Nel 1971 i conflitti indo-pakistano e vietnamita tenevano banco, in Cina era l'anno del maiale, in California veniva inventato il primo micro-processore aprendo all'era digitale, venivano fondati gli Emirati Arabi Uniti e l'Etna eruttava.
Ma quell'anno, tra tanti problemi, per chi aveva tra i 20 e i 30 anni ed era un appassionato di musica rock e pop, ce n'era anche un altro: come ripartire il proprio budget limitato tra "Sticky fingers", "Who's next", "Led Zeppelin IV", "What's going on", "Hunky Dory", "Nursery rhyme" e letteralmente altre decine di album di qualità e portata enorme. Deve essere stato un mal di testa. Un capolavoro dopo l'altro, una risma di classici.
Il 1971 fu anche questo.
Cosa rende un anno particolare il migliore nella storia del rock? Dopo tutto anche il 1967 non era stato così male, il 1957 si era difeso più che bene e, dopo i Seventies, perfino il 1987 avrebbe scritto pagine di assoluta grandezza. La risposta onesta, quindi, è che la scelta è soggettiva. Ma di oggettivo c'è un momento storico che fa da spartiacque tra due poche profondamente diverse sebbene separate da pochissimi mesi, e c'è un'interessante teoria in base alla quale i Sixties per il rock terminarono in realtà nel 1970, con il 1971 da interpretarsi come il vero inizio del decennio musicale successivo.

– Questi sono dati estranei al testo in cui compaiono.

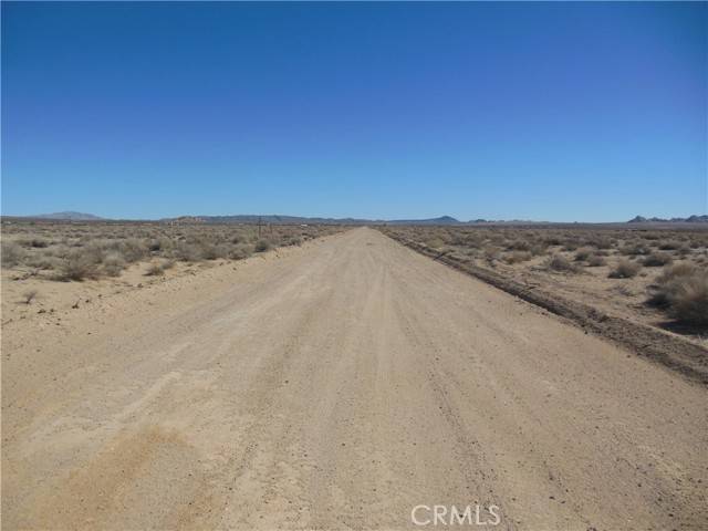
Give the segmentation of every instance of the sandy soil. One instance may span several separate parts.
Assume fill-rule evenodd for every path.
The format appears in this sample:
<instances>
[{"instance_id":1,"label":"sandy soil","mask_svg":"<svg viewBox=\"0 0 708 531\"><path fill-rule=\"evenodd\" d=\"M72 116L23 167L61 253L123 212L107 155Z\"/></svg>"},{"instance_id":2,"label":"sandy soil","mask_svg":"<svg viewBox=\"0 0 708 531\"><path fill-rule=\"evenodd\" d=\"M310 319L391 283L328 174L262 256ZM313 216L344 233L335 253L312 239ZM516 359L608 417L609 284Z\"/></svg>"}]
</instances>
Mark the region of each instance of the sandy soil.
<instances>
[{"instance_id":1,"label":"sandy soil","mask_svg":"<svg viewBox=\"0 0 708 531\"><path fill-rule=\"evenodd\" d=\"M2 523L705 529L707 393L362 228L6 322Z\"/></svg>"}]
</instances>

A rafforzare la tripla teoria - quest'ultima, quella secondo cui il 1971 fu l'anno d'oro del rock e che diede effettivamente inizio alla musica degli anni '70 - contribuì anche "Never a dull moment", ottimo libro di David Hepworth. Che comincia ricordando come l'ultimo dell'anno del 1970 Paul McCartney diede mandato ai propri legali di scrivere la parola fine sulla storia dei Beatles. Cronologia e simobolismo perfetti.
Il 1971 di Rockol, che quell'anno aveva -24 anni, è questo: una raccolta dei suoi dischi e delle loro storie. Grande musica, enormi personaggi, un tempo memorabile.